Experimental Methods for Warm Dense Matter Research

With the dawn of new high-power laser and accelerator facilities, modern physics was able to reach extreme states of matter normally found only in the universe or deep inside the core of our planet. One of those extreme regimes is referred to as warm dense matter (WDM), which in fact is a type of state reaching moderately high temperatures ranging from 0.1 to 100 eV, and solid densities, which mostly corresponds to strongly coupled plasmas with fully or partially degenerate electron species. This is also a primary reason why WDM is poorly understood by theory.

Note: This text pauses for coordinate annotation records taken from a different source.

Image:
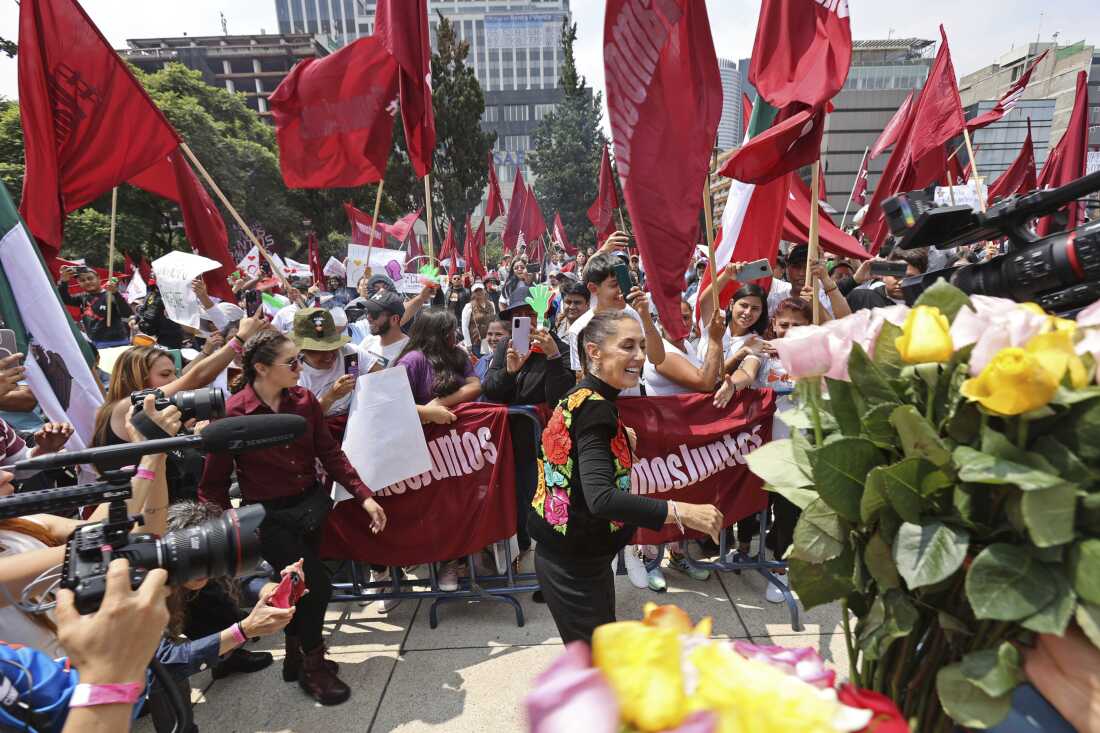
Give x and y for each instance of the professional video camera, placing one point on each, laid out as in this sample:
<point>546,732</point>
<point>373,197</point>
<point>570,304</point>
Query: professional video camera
<point>1059,272</point>
<point>226,546</point>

Often, WDM exists at high pressures reaching above 1 M bar both in a laboratory as well as in astrophysical objects. WDM is common in astrophysical bodies such as brown dwarfs, crusts of old stars, white dwarf stars and high-pressure phenomena such as supernova explosions, collisions of celestial bodies and astrophysical jets. The study of structure, thermodynamic state, equation of state (EOS) and transport properties of WDM has become one of the key aspects of laboratory astrophysicsh as well as inertial confinement fusion (ICF), where the imploding capsule goes through the WDM regime on its way to ignition.

A review article published in High Power Laser Science and Engineering, Volume 6, Issue 4, 2018(Katerina Falk, Experimental methods for warm dense matter research) introduced some of the key research topics including phase separation of species within planetary mantles and phase transitions in elements under extreme pressures inside planetary cores or during asteroid impacts with examples of the most exciting recent experimental results.

The review article makes brief overview of major theoretical efforts to study the structure of WDM. A comprehensive introduction to the experimental methods in WDM research, including various types of generation of these states at different laboratory facilities as well as the diagnostic methods used, was provided. The primarily emphasized the novel methods to reach highly compressed states using high power lasers and free electron X-ray lasers that have generated a rapid development in this field over the past two decades, and also discussed for completeness.

Especially, the development of short-pulse optical and X-ray laser pulses meant a true revolution for laboratory astrophysics. Many new diagnostic methods based on these light sources have recently been developed to study WDM in its full complexity. Ultrafast nonequilibrium dynamics has been accessed for the first time thanks to sub-picosecond laser pulses achieved at new facilities.

Recent years saw a number of major discoveries with direct implications to astrophysics such as the formation of diamond at pressures relevant to interiors of frozen giant planets, metallic hydrogen under conditions such as those found inside Jupiter’s dynamo or formation of lonsdaleite crystals under extreme pressures during asteroid impacts. This article is the first and yet still relatively brief and approachable review that tackles all of the experimental techniques developed for experimental study of WDM and should serve as a good introduction to the field for students or experienced researchers interested to broaden their scope.

A snapshot of a DFT-MD simulation of isochoricaly heated warm dense beryllium at a temperature of 12 eV. Shown are the position of the nuclei (green spheres) and several isosurfaces of the electronic density ranging from core electrons to valence electrons.